Comecemos pela simples colocação de Blaise Pascal, em "O homem perante a natureza", em que observa ser oferecido ao homem em primeira instância, o fato de poder contemplar-se a si próprio, seu corpo, isto é, certa parcela de matéria que lhe é peculiar, bem como o modo com correlaciona esta verdade material ao universo incognoscível de possibilidades e oportunidades ao seu redor. E, a partir deste ponto, nos é propício citar Freud, pois, o grande pai da psicanálise, em 1913, já contextualizava algumas destas questões; fomentava seus diálogos a relação do homem com o seu meio, e com isto, atribuiu á cultura as grandes seqüelas havidas ou deixadas na sociedade, ou, parte dos recalques existentes em cada um de nós. Estes foram os parâmetros traçados em sua obra: Totem e Tabu; onde Sigmund Freud demonstra que a sociedade pode ir além das instituições criadas, pode agir e reagir fora dos ditames e além dos limites das normas e regras impostas, quando em verdade, deveria sua conduta acata-las com sujeição.

E assim, é que o "Ser Social" modifica a ordem coletiva, embora, saiba que não possa viver sem tais instituições ou fora dos padrões preestabelecidos para esta convivência, porque a "ordem existente" foi criada por sua abstração e evolução cultural, e só ela introduz instrumentos aptos a minimizar seu sofrimento; suprir suas necessidades e propiciar sua perpetuação como elemento humano.

E, foi também sobre este aspecto que David Hume, sabidamente, dedicou seus estudos e sedimentou grande parte de sua obra; foram seus estudos delineadores ou decodificadores da natureza humana; com isto, nos fornece agora uma "justificativa" para esta tendência aos modismos, ou melhor, para estas inclinações comportamentais e ideológicas. E neste sentido, nos revela:

"Separar aquilo que pertence ao acaso daquilo que é causalidade dependerá em cada caso particular da sagacidade de cada um. Mas se eu tivesse que expor uma norma geral para auxiliar-nos a aplicar a distinção entre acaso e causalidade, seria a seguinte: Aquilo que dependa de poucas pessoas é, em grande medida, devido ao acaso, ao segredo ou a causas desconhecidas; aquilo que surja de um grande número pode, por via de regra, ser analisado através de causas determinantes e conhecidas[...] Do mesmo modo, quando algumas causas propiciam uma inclinação particular ou determinada paixão, em determinado tempo e entre certo povo, embora saibamos que um grande número de pessoas lhe pode escapar e ser dominado por outras paixões pessoais, contudo, é certo que a multidão (cultura das massas) será atingida pela afecção comum que a governará em todas as ações".1 (Inserção e Grifo nosso)

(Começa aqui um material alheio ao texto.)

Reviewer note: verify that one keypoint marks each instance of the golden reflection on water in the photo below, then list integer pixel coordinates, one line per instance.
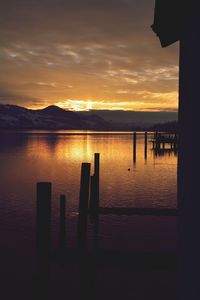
(57, 157)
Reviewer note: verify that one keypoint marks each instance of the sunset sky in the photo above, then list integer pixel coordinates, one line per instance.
(85, 54)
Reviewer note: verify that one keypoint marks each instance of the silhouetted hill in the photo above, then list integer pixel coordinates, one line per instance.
(51, 117)
(128, 120)
(54, 118)
(166, 127)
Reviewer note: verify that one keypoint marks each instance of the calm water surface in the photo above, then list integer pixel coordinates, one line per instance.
(45, 156)
(27, 158)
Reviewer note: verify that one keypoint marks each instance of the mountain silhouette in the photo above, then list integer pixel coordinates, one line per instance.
(50, 118)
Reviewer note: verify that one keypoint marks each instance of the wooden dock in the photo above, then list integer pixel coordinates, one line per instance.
(161, 139)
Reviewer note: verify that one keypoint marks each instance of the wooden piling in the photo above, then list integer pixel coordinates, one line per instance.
(43, 201)
(96, 178)
(134, 146)
(145, 144)
(62, 212)
(62, 233)
(83, 204)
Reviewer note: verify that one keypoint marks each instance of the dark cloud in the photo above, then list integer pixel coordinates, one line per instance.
(53, 50)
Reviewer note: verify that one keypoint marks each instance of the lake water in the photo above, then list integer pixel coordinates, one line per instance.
(29, 157)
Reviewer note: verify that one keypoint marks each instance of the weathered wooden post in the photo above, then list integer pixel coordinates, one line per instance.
(180, 21)
(43, 238)
(134, 146)
(145, 144)
(43, 222)
(62, 233)
(83, 205)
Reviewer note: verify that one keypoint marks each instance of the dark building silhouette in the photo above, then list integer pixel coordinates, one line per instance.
(179, 21)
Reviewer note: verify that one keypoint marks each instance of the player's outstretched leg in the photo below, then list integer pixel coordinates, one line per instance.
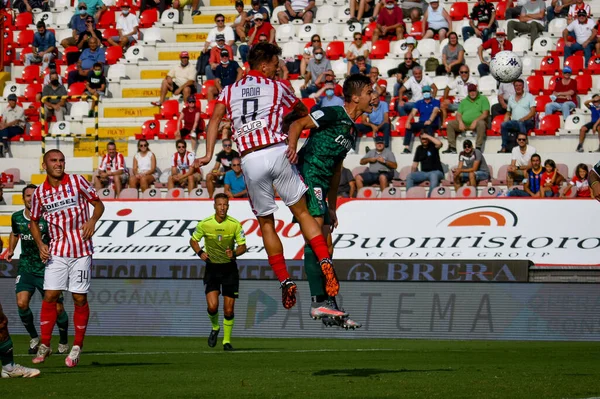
(9, 368)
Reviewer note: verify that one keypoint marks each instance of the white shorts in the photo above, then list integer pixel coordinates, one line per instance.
(68, 274)
(268, 168)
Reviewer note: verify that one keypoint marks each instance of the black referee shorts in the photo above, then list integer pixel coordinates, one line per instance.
(222, 277)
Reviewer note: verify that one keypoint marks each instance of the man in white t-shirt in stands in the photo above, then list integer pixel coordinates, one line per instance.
(297, 9)
(415, 84)
(127, 24)
(521, 160)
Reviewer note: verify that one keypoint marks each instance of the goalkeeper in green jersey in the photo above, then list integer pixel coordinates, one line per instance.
(31, 273)
(332, 135)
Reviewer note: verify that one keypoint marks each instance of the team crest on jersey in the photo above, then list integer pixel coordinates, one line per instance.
(318, 193)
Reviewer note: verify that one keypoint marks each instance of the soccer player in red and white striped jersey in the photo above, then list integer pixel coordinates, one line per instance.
(112, 170)
(255, 105)
(63, 200)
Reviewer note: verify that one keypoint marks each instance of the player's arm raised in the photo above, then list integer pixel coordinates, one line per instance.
(211, 134)
(296, 128)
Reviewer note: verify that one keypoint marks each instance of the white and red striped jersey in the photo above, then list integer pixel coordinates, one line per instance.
(255, 107)
(66, 209)
(108, 164)
(183, 162)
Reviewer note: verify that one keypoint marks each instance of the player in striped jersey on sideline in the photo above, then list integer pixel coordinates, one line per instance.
(63, 201)
(255, 106)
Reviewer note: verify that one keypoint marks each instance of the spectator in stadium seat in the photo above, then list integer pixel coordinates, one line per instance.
(180, 80)
(520, 115)
(453, 57)
(574, 9)
(316, 67)
(472, 167)
(183, 171)
(144, 167)
(78, 24)
(235, 185)
(579, 182)
(220, 29)
(128, 27)
(473, 113)
(428, 109)
(347, 186)
(390, 23)
(13, 121)
(89, 57)
(485, 15)
(215, 56)
(437, 20)
(190, 123)
(415, 85)
(459, 86)
(530, 21)
(564, 97)
(223, 162)
(558, 9)
(112, 170)
(593, 105)
(551, 180)
(382, 164)
(376, 121)
(297, 9)
(495, 45)
(428, 155)
(44, 47)
(96, 85)
(520, 160)
(226, 73)
(56, 106)
(260, 28)
(356, 49)
(585, 36)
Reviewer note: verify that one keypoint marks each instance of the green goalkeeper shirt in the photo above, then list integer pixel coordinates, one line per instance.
(30, 254)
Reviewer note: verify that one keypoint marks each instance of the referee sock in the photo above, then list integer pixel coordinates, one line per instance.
(314, 275)
(214, 319)
(62, 322)
(277, 263)
(227, 327)
(80, 320)
(6, 355)
(47, 321)
(27, 320)
(320, 247)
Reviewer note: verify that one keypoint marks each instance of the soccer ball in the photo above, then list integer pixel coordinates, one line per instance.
(506, 66)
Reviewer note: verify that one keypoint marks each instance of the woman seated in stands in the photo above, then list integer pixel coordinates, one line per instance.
(144, 167)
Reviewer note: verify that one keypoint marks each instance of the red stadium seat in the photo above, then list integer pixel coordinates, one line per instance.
(549, 125)
(31, 74)
(535, 84)
(550, 65)
(25, 38)
(459, 11)
(380, 49)
(576, 63)
(148, 18)
(335, 50)
(113, 54)
(23, 21)
(107, 20)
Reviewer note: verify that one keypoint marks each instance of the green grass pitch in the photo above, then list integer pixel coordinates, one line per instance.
(148, 367)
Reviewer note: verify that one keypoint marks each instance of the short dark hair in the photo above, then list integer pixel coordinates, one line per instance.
(354, 85)
(32, 186)
(262, 52)
(221, 195)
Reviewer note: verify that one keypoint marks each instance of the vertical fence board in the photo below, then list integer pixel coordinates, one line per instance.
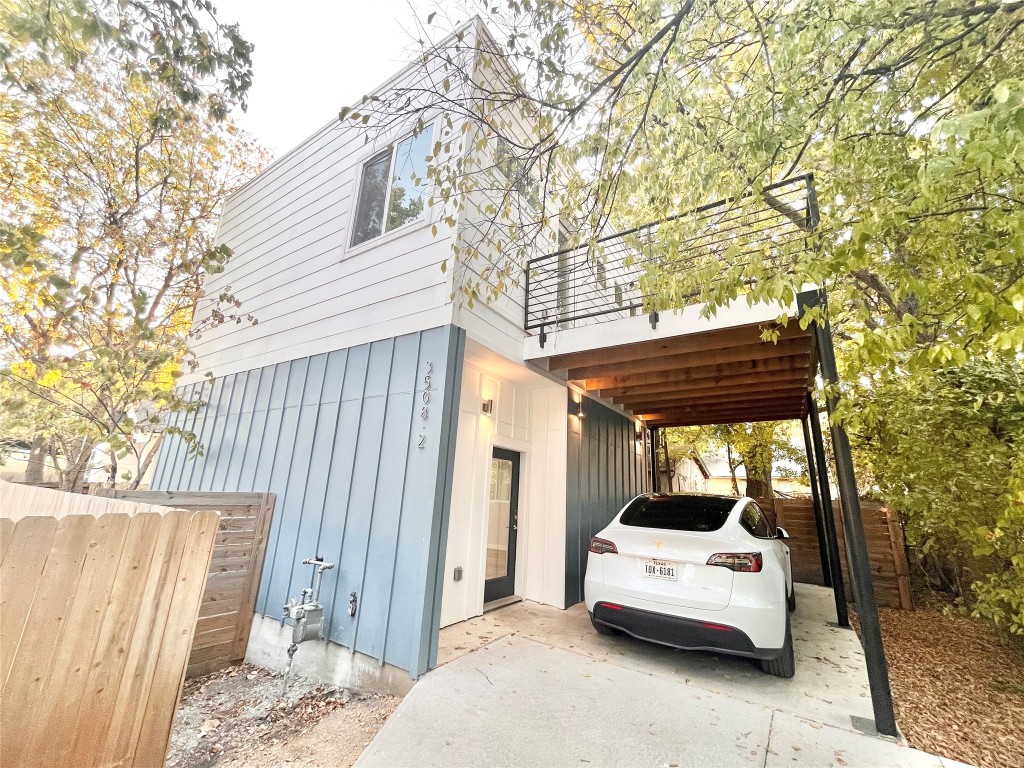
(116, 628)
(142, 653)
(186, 590)
(6, 531)
(98, 601)
(41, 635)
(229, 597)
(70, 670)
(886, 553)
(19, 573)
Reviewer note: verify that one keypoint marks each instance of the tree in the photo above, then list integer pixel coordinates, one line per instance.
(960, 499)
(107, 230)
(759, 448)
(180, 44)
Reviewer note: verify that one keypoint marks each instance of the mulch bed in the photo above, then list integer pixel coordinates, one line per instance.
(957, 685)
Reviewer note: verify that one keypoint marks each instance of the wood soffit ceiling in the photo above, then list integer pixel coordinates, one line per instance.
(719, 377)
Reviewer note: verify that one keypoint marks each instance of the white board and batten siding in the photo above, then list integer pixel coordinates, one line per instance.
(528, 418)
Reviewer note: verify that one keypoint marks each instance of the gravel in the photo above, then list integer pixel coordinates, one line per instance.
(239, 717)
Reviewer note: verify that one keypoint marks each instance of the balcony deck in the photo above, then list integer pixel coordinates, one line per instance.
(598, 330)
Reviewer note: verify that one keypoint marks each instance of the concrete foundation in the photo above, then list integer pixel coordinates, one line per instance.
(322, 660)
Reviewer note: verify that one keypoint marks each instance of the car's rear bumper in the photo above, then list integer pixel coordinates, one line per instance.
(678, 632)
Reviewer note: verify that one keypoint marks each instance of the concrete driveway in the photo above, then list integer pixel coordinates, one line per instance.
(534, 686)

é certo que, independentemente da assertiva de estarmos ou não, experenciando um modismo, indubitavelmente, apreendemos através das ciências e das artes em geral, ou seja, da experiência cultural do momento, que estamos em verdade, galgando espaços e rumos do pós-humano. E foi neste sentido que Robert Foley, concluiu em obra de destaque sobre o tema, tratando minuciosamente de nossa evolução biológica e comportamental: "Nosso mundo político repousa numa essência humana de que somos dotados por natureza. Podemos estar perto de ingressar num mundo pós-humano, onde a tecnologia nos dará a capacidade de alterar essa essência"2 . Sem o intuito de nos aprofundarmos na discussão se nós nascemos humanos, ou de modo contrário, se somos tão-somente organismos vivos, e de tal modo, nos humanizamos gradativa e progressivamente sob influência da convivência social. Digamos que a aceitação da cultura existente em nosso meio nos é imposta, não há uma facultatividade, não há uma escolha determinante; somos seres vivos á mercê de nosso tempo e espaço. E, estes são fatores que nos inserem no âmbito e no contexto da experiência social que nos é ofertada desde o nascimento.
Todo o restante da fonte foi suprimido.